MILANO (Reuters) - Piazza Affari è positiva in tarda mattinata, con il FTSE Mib che pare indirizzato a chiudere la prima settimana di scambi dell'anno segnando un rialzo complessivo, nell'arco delle cinque sedute, di oltre il 5%.

A frenare i guadagni, come accaduto ieri, rimangono comunque i timori circa lo stato dell'economia globale e, nonostante i segnali di un rallentamento dell'inflazione, su possibili nuovi rialzi dei tassi.

Gli occhi degli investitori sono puntati sull'aggiornamento sulla dinamica del mercato del lavoro Usa, atteso nel primo pomeriggio e tra i principali indicatori cui la Fed guarda per aggiustare il costo del denaro. Segnali di fiacchezza dai futures sugli indici Usa.

Intorno alle 12,25 il FTSE Mib è in rialzo di 0,6% con volumi ridotti a circa 520 milioni di euro.

Tra i titoli in evidenza:

Bene i petroliferi, grazie alla risalita dei prezzi del greggio dopo un inizio di 2023 sottotraccia. A dare impulso sono la speranza di un aumento della domanda cinese. Eni avanza di 0,4%, Saipem segna +2,4% e Tenaris guadagna 0,5%.

Positive anche le banche: Unicredit e Banco Bpm guadagnano oltre 1%, Intesa (+1%), Banca Monte dei Paschi avanza di 0,2%. Meno timida Bper grazie a un rialzo di oltre il 2%.
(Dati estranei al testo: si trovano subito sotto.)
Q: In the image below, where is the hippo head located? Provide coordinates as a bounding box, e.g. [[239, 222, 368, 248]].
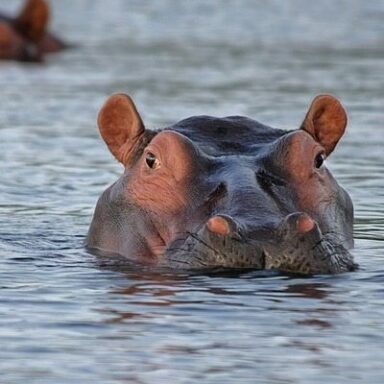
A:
[[0, 0, 64, 62], [87, 94, 355, 274]]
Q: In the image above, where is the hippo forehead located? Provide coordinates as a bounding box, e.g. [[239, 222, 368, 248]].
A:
[[168, 116, 288, 157]]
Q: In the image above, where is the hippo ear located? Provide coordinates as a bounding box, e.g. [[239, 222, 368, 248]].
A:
[[14, 0, 49, 43], [97, 93, 154, 165], [301, 95, 347, 156]]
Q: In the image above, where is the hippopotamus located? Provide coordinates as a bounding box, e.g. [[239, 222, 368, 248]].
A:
[[0, 0, 68, 62], [86, 94, 357, 275]]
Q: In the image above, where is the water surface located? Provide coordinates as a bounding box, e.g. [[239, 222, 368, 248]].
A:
[[0, 0, 384, 384]]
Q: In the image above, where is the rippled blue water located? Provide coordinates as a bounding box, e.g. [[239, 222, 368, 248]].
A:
[[0, 0, 384, 384]]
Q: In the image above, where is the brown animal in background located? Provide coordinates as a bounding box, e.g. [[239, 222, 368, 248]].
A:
[[0, 0, 67, 62]]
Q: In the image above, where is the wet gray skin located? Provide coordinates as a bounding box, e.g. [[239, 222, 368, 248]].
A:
[[87, 95, 356, 274]]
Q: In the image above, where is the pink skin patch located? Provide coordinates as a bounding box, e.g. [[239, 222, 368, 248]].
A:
[[296, 214, 315, 234], [207, 216, 231, 236]]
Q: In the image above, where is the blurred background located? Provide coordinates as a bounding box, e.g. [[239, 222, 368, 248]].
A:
[[0, 0, 384, 384]]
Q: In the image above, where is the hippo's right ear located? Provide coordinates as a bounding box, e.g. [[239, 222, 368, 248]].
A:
[[97, 93, 155, 166], [14, 0, 49, 43], [301, 95, 347, 156]]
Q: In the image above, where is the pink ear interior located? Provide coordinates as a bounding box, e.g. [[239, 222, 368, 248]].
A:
[[301, 95, 347, 155], [97, 94, 145, 165]]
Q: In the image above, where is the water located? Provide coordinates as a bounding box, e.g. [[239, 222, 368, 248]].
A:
[[0, 0, 384, 384]]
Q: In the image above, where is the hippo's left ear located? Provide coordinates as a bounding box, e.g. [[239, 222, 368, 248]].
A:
[[97, 93, 155, 166], [14, 0, 49, 43], [301, 95, 347, 156]]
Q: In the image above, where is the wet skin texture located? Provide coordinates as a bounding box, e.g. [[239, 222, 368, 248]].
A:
[[87, 94, 356, 274], [0, 0, 67, 62]]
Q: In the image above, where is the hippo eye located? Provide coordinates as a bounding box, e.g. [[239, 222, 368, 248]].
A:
[[315, 152, 325, 169], [145, 152, 159, 169]]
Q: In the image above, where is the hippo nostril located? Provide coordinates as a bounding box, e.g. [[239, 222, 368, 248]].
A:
[[281, 212, 316, 235], [296, 213, 315, 234], [206, 215, 240, 238]]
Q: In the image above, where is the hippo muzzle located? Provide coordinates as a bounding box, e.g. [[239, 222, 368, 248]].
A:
[[163, 213, 357, 274], [87, 94, 356, 274]]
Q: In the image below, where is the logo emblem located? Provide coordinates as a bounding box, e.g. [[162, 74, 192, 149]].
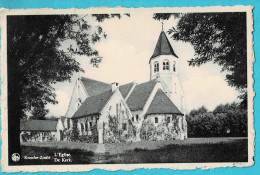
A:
[[12, 153, 20, 162]]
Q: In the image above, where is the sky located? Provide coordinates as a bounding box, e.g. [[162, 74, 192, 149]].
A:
[[46, 12, 239, 117]]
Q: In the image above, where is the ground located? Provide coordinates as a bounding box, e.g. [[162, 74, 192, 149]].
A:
[[21, 138, 248, 164]]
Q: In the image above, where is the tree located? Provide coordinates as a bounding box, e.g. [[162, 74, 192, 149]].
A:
[[7, 14, 129, 117], [154, 12, 247, 109], [186, 103, 247, 137]]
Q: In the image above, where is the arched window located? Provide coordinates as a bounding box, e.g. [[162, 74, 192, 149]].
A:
[[154, 117, 158, 123], [154, 61, 159, 73], [172, 61, 176, 72], [163, 60, 169, 70]]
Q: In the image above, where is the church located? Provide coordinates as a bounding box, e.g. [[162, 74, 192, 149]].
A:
[[64, 30, 187, 143]]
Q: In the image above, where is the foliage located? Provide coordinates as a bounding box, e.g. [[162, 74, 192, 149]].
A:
[[7, 15, 129, 120], [70, 120, 80, 141], [154, 12, 247, 108], [186, 103, 247, 137]]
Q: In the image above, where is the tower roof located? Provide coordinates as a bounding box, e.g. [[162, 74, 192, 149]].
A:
[[150, 30, 178, 61]]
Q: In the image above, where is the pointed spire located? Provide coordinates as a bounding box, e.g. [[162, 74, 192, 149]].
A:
[[150, 28, 178, 61], [162, 21, 163, 31]]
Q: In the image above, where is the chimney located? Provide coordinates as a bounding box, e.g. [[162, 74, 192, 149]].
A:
[[111, 82, 119, 91]]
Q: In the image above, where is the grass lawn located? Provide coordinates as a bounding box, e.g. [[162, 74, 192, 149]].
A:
[[21, 138, 248, 164]]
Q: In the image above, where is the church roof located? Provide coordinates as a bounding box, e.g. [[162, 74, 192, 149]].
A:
[[81, 77, 134, 98], [146, 89, 183, 115], [119, 82, 135, 99], [20, 120, 58, 132], [126, 80, 156, 111], [150, 31, 178, 61], [81, 77, 111, 96], [72, 90, 113, 118]]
Chi invece perde terreno è Stellantis che nonostante un tentativo di recupero registra un calo dello 0,4%.

Il Ceo Carlos Tavares ha detto ieri che verranno chiusi altri stabilimenti automobilistici se i prezzi elevati dei veicoli elettrici porteranno a una contrazione dei mercati dei veicoli rispetto ai livelli pre-pandemia.

Misti gli altri titoli dell'auto, CNH Industrial cede 0,1%, Pirelli avanza di 0,5% e Iveco sale dell'1,5% circa.

In fondo al listino principale, Diasorin cede 1,5% nonostante il lieve rialzo dell'indice pharma a livello europeo.